C’est ainsi qu’ils accueillaient sur scène les désormais célèbres « Huit d’Airbus » - Tomas Garcia, Enrique Gil, Rodolfo Malo, José Alcazar, Raul Fernandez, Armando Barco, Jeronimo Martín et Edgar Martín – à l’occasion d’un événement de solidarité en défense du droit de grève, le 19 janvier 2016, à Madrid.

Ces huit syndicalistes encourent une peine de huit ans et trois mois de prison pour « avoir agi avec violence » et « attenté au droit au travail » lors d’une grève, le 29 septembre 2010, contre les mesures d’austérité et les réformes de la législation du travail votées par le gouvernement socialiste de José L. Rodriguez Zapatero.

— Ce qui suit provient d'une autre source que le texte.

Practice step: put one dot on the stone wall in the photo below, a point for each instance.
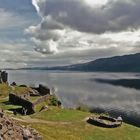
(17, 100)
(3, 77)
(41, 100)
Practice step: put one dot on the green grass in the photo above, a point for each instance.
(57, 114)
(85, 131)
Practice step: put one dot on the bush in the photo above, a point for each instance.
(83, 107)
(53, 101)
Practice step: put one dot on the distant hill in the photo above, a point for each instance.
(126, 63)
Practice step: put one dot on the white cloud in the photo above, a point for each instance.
(11, 20)
(83, 25)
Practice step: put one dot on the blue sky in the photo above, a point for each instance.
(61, 32)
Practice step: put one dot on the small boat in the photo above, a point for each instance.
(104, 121)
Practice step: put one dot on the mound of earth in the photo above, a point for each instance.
(11, 130)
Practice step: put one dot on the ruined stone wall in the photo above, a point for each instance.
(20, 101)
(3, 77)
(41, 100)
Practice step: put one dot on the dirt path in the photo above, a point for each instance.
(28, 119)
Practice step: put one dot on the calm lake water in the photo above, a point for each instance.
(76, 88)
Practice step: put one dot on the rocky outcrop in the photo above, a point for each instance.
(3, 77)
(11, 130)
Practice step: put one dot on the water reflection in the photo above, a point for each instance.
(75, 88)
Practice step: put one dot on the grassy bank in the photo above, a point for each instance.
(66, 124)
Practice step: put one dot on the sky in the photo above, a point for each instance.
(47, 33)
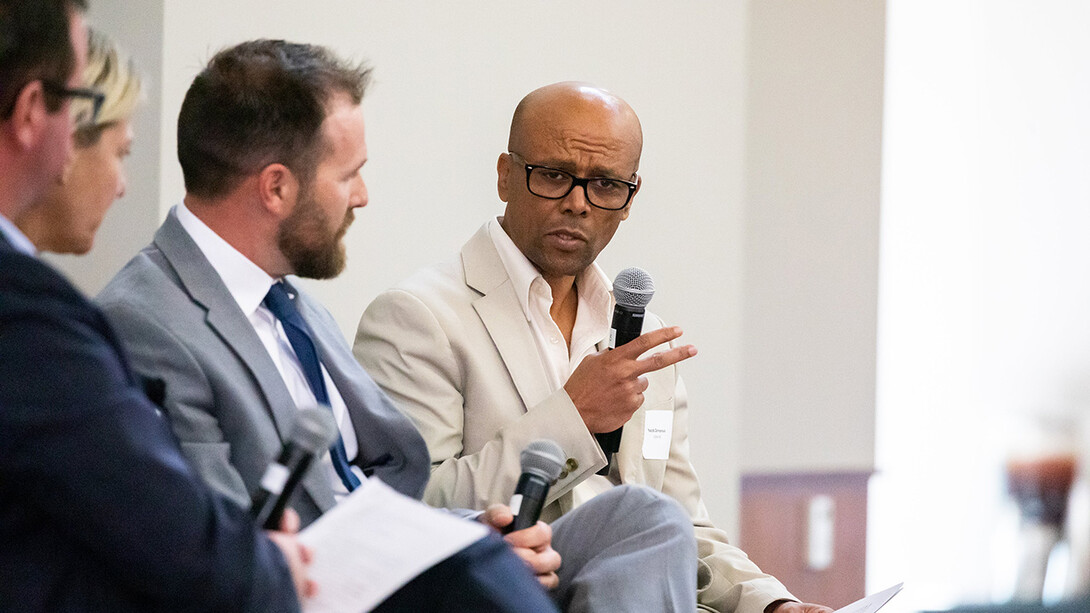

Dans le contexte des mouvements contestataires qui ont déferlé sur tout le pays, plusieurs centaines de travailleurs ont formé un piquet de grève à l’entrée de l’usine Airbus de Getafe, dans la banlieue madrilène.

« Quand je suis arrivé à l’usine, la police nationale et la police antiémeute étaient postées devant le portail », a récemment déclaré devant un groupe de journalistes de la Fédération syndicale européenne des services publics (FSESP) M. Alcazar, porte-parole pour les huit d’Airbus.

« L’atmosphère était extrêmement tendue et je ne présageais rien de bon ».
Il avait raison. Les policiers anti-émeute ont chargé leurs armes et tiré huit coups de semonce en l’air. Dans le mouvement de panique qui s’ensuivit, des protestataires ont tenté de s’échapper en trouvant refuge à l’intérieur de l’usine ; plusieurs personnes ont été blessées.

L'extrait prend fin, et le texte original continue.